Bello, a left-wing politician who has not fared well in voter-preference polls ahead of the elections, said the fight, which Pacquiao declared would be his last, should be postponed until after the elections.

Pacquiao, 37, has not fought since losing to Floyd Mayweather Jr last May in the richest fight ever.

Pacquiao reportedly made more than $US100 million ($A139.92 million) for the bout and is guaranteed $US20 million to fight Bradley.

The eight-division champion is the Philippines’ most famous athlete. He has represented Sarangani province in the Philippines’ House of Representatives since May 2010, though he has drawn criticism for seldom showing up for legislative duties.

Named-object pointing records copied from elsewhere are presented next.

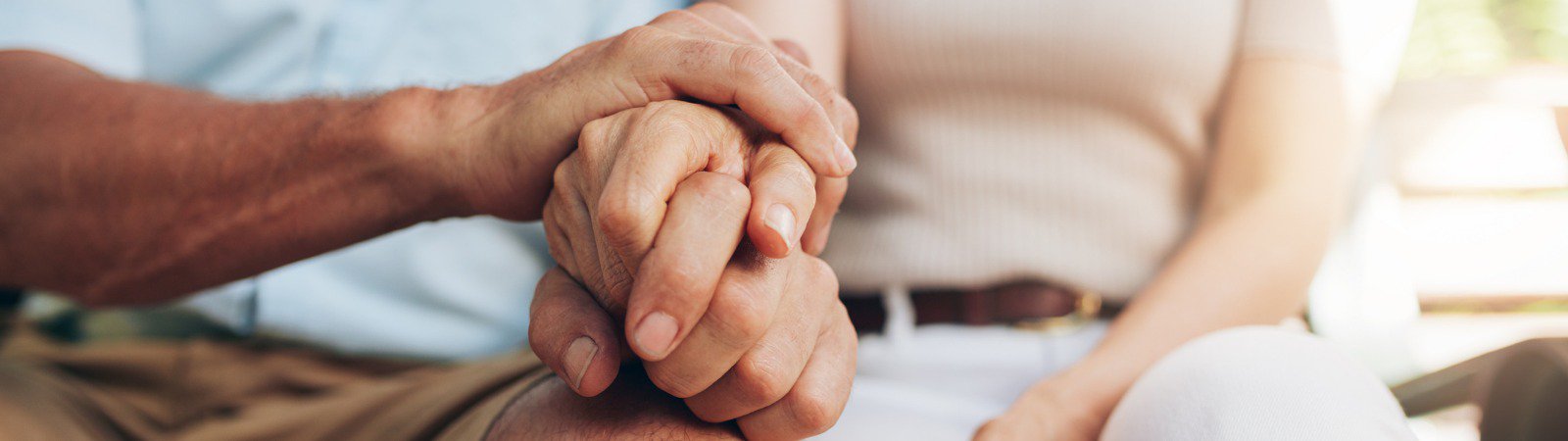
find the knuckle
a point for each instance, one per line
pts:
(742, 318)
(595, 133)
(755, 63)
(678, 16)
(812, 410)
(676, 281)
(789, 169)
(718, 188)
(564, 174)
(760, 381)
(673, 380)
(634, 39)
(847, 114)
(618, 216)
(712, 7)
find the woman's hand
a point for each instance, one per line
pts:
(1045, 412)
(647, 219)
(494, 146)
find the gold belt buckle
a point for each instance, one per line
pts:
(1084, 311)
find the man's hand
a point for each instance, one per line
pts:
(140, 193)
(741, 334)
(632, 410)
(512, 135)
(775, 352)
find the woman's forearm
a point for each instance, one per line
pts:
(1235, 270)
(1275, 190)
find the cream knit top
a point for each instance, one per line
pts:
(1057, 140)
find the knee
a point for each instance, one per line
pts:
(1258, 383)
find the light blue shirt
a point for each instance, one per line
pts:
(447, 289)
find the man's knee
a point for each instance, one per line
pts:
(1258, 383)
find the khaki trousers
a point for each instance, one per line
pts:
(211, 389)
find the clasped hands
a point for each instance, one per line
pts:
(686, 239)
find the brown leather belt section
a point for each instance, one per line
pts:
(1001, 305)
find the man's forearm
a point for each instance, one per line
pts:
(143, 192)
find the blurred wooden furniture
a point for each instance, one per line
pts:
(1521, 391)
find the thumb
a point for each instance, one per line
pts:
(572, 334)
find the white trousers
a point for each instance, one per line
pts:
(1246, 383)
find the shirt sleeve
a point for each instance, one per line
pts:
(102, 35)
(1363, 39)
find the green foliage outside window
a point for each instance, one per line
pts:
(1484, 36)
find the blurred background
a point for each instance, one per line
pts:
(1460, 240)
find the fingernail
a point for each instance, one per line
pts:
(656, 333)
(846, 156)
(579, 355)
(783, 223)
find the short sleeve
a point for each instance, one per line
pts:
(1364, 39)
(102, 35)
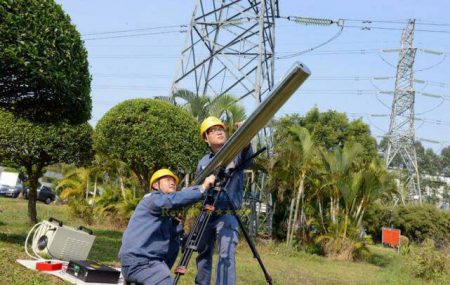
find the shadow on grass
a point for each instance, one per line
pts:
(13, 238)
(106, 246)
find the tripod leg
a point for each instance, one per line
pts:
(248, 239)
(195, 237)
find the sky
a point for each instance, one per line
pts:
(141, 63)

Pacquiao will face Bradley at the MGM Grand Garden Arena in Las Vegas on April 9, completing a trilogy between two of the world’s top welterweights.

Bradley won a hotly disputed split decision over Pacquiao in their first meeting in June 2012 but Pacquiao won by unanimous decision in the April 2014 rematch.

The Bible-quoting Pacquiao has been embroiled in controversy recently for saying that people in same-sex relations are “worse than animals”.

In response to the remark, apparel giant Nike said it would no longer have any business dealings with Pacquiao, who has since apologised.

Bello says he is not seeking Pacquiao’s disqualification as a senatorial candidate but wants the elections commission to take action on the complaint.